If AT&T customers want to keep tabs on their data usage, they can track usage on att.com/dataplan or dial #DATA# to get a text message updates. The company also says it sends customers three messages a month warning them as they approach the monthly data usage limit.

Regardless of the legal outcome, industry watchers say the suit spotlights the need for more customer awareness around the data technology powering their phones.

"A lot of people think they're only using data when they're using the Web, [but] in fact many apps are essentially cloud-based apps that use significant amounts of data," said Greg Harper, president of technology consulting company Harpervision. "People are buying smartphones and don't realize that what makes them smart is the data. ...The real problem is better visibility of the data usage."

AT&T's data billing practices have been an ongoing source of customer complaints, Harper said, but added that much of the problem may lie in consumer confusion.

"So many of these programs are just a storefront end to cloud data," he said.

While the application icons may live on your smartphone screen, the processes that actually calculate distances on a navigation app or translate foreign phrases with Google Translate take place on other computer servers, in the so-called "cloud." The customer gets charged as the data moves in and out of the phone.

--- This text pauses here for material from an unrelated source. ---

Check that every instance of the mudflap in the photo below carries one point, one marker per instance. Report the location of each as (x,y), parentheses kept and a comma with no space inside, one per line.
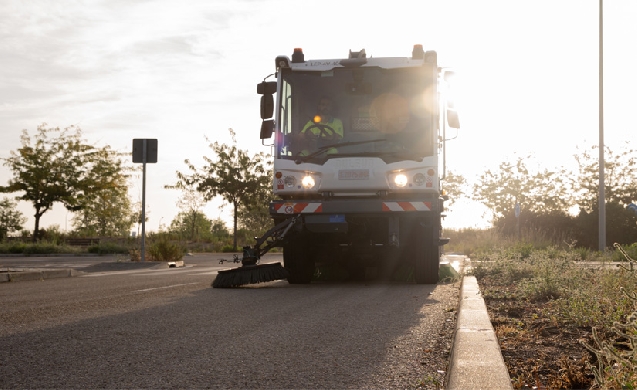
(297,259)
(425,253)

Even if customers don't use all of the applications on their screens, many can soak up data with ongoing updates, he said.

Lance Ulanoff, editor-in-chief for PCMag.com, said tracking data consumption can be confusing for consumers, but basic actions, like disabling location services and turning off WiFi, 3G or GPS functions when they're not necessary, can help.

When it comes to calculating data usage, he said, "It's more art than science."

Data consumption turns on a range of factors, such as whether an application is location-aware, whether a web page is optimized for a mobile device or whether you're streaming music or video, he said.

"I definitely think that the educated consumer is one who is best armed to talk about and understand how much data they're using and how much they should be charged for it," he said.